Beneficenza open-source

L’Associazione per il software libero, dopo aver ascoltato la ridicola proposta di microsoft (“245.766 euro all’anno, poco più di 20.000 euro al mese da suddividere in tre Centri di Ricerca “tramite terze parti, sulla base delle necessità specifiche di prodotti hardware, software, servizi di supporto tecnico e attività formative” – questa cifra rappresenta lo 0,0007 % del fatturato della suddetta corporation, pari a 44.282.000.000”) di voler investire 737.300 euro nei tre centri italiani, si è messa prima le mani nei capelli, poi si è rimboccata le maniche e, conti alla mano, ha fatto una proposta irrinunciabile.

Conti alla mano infatti, non solo l’investimento sarebbe superiore, ma in termini di risparmio, usare software libero e/o open-source, vorrebbe dire risparmiare non so quanti milioni di euro in licenze, aggiornamenti ed acquisti di programmi vari di microsoft o altri grandi nomi. Insomma, sarebbe una cosa molto intelligente, un gesto sensato verso i contribuenti ma soprattutto un esempio portato direttamente ai cittadini, che potrebbero cominciare a scoprire che anche se un programma non costi centinaia di euro o più possa essere molto valido, se non migliore e specialmente migliorabile.

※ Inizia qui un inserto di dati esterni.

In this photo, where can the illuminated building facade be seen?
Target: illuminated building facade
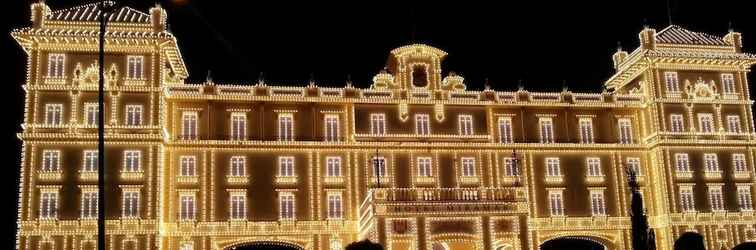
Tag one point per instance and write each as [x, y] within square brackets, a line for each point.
[416, 161]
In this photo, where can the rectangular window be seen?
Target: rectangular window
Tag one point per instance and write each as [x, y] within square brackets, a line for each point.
[505, 130]
[676, 122]
[238, 126]
[422, 124]
[546, 126]
[54, 114]
[286, 166]
[586, 130]
[332, 130]
[285, 127]
[189, 125]
[135, 67]
[56, 65]
[50, 160]
[706, 123]
[378, 124]
[333, 166]
[286, 206]
[465, 125]
[132, 161]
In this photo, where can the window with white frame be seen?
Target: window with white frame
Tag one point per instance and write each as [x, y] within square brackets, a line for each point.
[676, 122]
[135, 67]
[465, 125]
[50, 160]
[556, 203]
[552, 167]
[48, 204]
[188, 165]
[134, 115]
[286, 206]
[716, 200]
[132, 161]
[672, 83]
[625, 130]
[187, 207]
[424, 167]
[546, 125]
[505, 130]
[53, 114]
[335, 208]
[238, 166]
[333, 166]
[189, 125]
[238, 126]
[586, 130]
[422, 124]
[706, 123]
[332, 129]
[56, 65]
[378, 124]
[285, 127]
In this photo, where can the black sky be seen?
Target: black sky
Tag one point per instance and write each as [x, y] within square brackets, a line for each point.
[541, 43]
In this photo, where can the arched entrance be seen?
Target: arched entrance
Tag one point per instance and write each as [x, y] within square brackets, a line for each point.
[571, 243]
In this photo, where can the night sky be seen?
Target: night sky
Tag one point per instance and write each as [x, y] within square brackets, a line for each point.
[540, 43]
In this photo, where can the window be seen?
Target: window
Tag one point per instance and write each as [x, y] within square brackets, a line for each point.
[135, 67]
[91, 113]
[189, 125]
[134, 115]
[238, 166]
[333, 166]
[546, 129]
[48, 205]
[50, 160]
[285, 127]
[687, 202]
[238, 206]
[468, 166]
[744, 198]
[673, 86]
[706, 123]
[378, 124]
[335, 209]
[598, 205]
[187, 208]
[422, 124]
[682, 162]
[676, 122]
[188, 166]
[130, 204]
[424, 167]
[465, 125]
[238, 126]
[286, 166]
[89, 205]
[132, 161]
[556, 203]
[56, 65]
[625, 130]
[90, 161]
[552, 167]
[332, 131]
[711, 164]
[286, 206]
[54, 114]
[715, 199]
[505, 130]
[594, 166]
[586, 130]
[733, 124]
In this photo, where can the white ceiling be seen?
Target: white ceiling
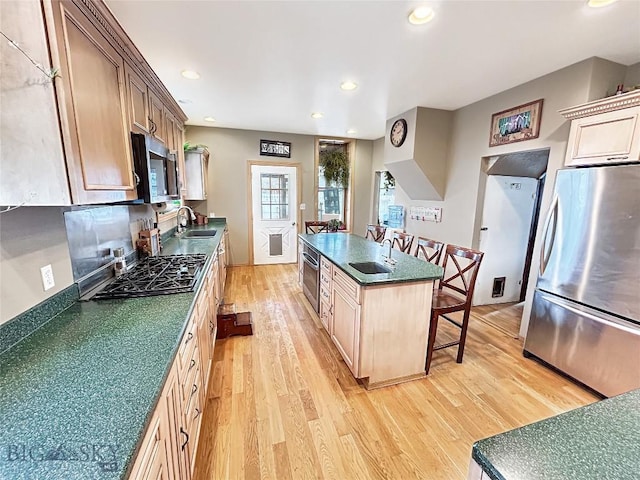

“Al fine di realizzare quanto sopra indicato, l’Associazione per il Software Libero si impegna a mettere a disposizione del Governo, per un periodo di cinque anni, attività formative, materiale didattico, soluzioni tecnologiche e software, direttamente o delegando aziende italiane che lavorano nell’ambito del software libero, per un valore complessivo dell’ordine di 10.000.000 (dieci milioni) di euro all’anno.”

Per di più sarebbero soldi italiani investiti in universit, aziende e cervelli italiani. Un’occasione fantastica anche davanti agli occhi del mondo, per dare il giusto spazio alla filosofia open-source ma non solo. Valorizzeremmo il nostro paese, cosa non da poco. E i soldi risparmiati potrebbero essere utilizzati per altri scopi.

Un piccolo ma significativo esempio avviene già da tempo in una scuola di Bolzano: insieme agli esperti, hanno gradualmente sostituito i sistemi operativi e i programmi didattici offerti agli alunni con software open-source, e quindi modificabile o adattabile allo studente stesso (per lo meno potenzialmente). A voi il video di Report:

Speriamo che il Governo, nel disagio generale, dia un segnale netto, un input italiano almeno questa volta.